At the height of the season, Burch Landscape Services has 10 employees — and Burch strives to foster a positive company culture and work/life balance to support them.

His crews are a team; they join forces to complete projects and lend a hand to each other to meet deadlines, but they also have each other’s backs in a bigger way. For example, if a large snowfall occurs on Christmas, crew members agree that those with young children need to be home first thing in the morning, so those without get up for the early shifts.

“Work is important, and they all understand that, but family is also very important,” Burch said. “When I was starting my business, I went eight years without a vacation. My family life suffered. I missed some important memories. I don’t want the same for my staff.” landscape photo

Earning certificates

To retain qualified employees, Burch invests in them. He guides younger staff through the ranks by giving them more responsibilities, and frequently sends them to educational courses and programs, most of which are through Landscape Ontario (LO).

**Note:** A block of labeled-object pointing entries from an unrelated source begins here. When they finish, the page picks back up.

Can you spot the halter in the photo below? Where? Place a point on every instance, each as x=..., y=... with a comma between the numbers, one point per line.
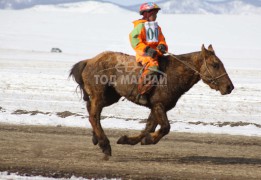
x=212, y=80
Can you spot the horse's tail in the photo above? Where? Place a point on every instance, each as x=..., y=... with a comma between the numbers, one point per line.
x=76, y=73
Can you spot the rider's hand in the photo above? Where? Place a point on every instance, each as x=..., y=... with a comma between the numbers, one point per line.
x=150, y=52
x=162, y=48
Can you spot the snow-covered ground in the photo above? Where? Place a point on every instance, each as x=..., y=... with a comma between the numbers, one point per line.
x=34, y=84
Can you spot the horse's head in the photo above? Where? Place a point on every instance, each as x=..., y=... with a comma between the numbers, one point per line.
x=214, y=73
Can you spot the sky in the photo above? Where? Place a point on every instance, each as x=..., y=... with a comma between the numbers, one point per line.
x=133, y=2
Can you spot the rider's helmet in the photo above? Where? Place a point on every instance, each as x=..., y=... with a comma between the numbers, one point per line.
x=145, y=7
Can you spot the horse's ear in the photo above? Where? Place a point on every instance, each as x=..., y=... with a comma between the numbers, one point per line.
x=203, y=50
x=210, y=48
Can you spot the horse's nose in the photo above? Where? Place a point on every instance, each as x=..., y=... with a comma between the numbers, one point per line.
x=230, y=88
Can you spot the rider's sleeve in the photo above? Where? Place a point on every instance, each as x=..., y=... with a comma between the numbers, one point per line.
x=162, y=38
x=137, y=37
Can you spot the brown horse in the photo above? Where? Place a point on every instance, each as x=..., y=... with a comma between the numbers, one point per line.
x=107, y=77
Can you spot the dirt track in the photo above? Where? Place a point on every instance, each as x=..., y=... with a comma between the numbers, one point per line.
x=63, y=152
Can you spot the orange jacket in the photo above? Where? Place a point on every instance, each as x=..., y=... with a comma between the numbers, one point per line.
x=146, y=34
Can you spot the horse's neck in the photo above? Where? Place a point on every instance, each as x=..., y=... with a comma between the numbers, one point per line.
x=186, y=67
x=192, y=60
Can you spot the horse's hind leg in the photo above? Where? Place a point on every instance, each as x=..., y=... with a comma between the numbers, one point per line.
x=150, y=127
x=94, y=107
x=161, y=116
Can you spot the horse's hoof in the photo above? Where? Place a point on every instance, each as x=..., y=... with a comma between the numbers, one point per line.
x=123, y=140
x=94, y=140
x=147, y=140
x=106, y=158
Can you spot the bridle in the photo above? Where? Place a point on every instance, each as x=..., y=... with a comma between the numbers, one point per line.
x=212, y=80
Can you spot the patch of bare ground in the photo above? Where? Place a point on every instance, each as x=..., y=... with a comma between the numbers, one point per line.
x=63, y=152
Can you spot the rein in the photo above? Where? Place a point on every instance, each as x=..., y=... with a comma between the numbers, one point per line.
x=212, y=80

Last year, two long-time staff members participated in LO’s GROW program, which helps professionals build on their skills. The staff have also taken small engine repair classes with Conestoga College,
and courses run by industry vendors including Unilock and Techo-Bloc. This winter, three staff members are also embarking on LO courses.

“I always think it’s a good day when you’ve learned something new,” Burch said. “If you can’t keep learning stuff, you get stale. If you can learn something and teach it to other people, everybody gets better along the way.”

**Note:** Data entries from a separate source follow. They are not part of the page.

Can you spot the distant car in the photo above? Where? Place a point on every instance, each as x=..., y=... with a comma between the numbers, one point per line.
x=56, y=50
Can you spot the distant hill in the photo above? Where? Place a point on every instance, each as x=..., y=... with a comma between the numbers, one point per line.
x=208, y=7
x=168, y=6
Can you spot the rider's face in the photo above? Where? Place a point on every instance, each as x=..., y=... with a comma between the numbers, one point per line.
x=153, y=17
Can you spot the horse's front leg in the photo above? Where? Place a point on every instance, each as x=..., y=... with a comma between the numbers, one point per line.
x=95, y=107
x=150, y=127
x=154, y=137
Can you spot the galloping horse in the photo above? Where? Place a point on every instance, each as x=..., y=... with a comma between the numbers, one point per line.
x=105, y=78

Constant investment in building his team’s knowledge and skills motivates the crews to do better work. It also makes the company an industry leader in not only workplace dynamics, but quality of work. Burch said his crews are inspired to look at their work and think, “Is this the best we can do? How can we make it better?”

“When you demand quality from your people, you need to give them something that they can build on,” Burch said. He often gets compliments from customers on his staff, who he firmly believes are the root of the company’s success.

Completing courses also allows crew members to educate customers on horticulture matters and assist them on design projects. For example, if a customer wants a specific kind of tree, but it’s unlikely to thrive in their yard because of the sunlight or soil, a crew member can clearly explain why it may not be the best choice and offer a productive solution. house on a lawn

Supporting the Waterloo Chapter

Burch has been a member of LO since 2008. He said the association has helped the company greatly — not only through offering certifications and seminars, but through its community, advocacy work and networking opportunities with other members.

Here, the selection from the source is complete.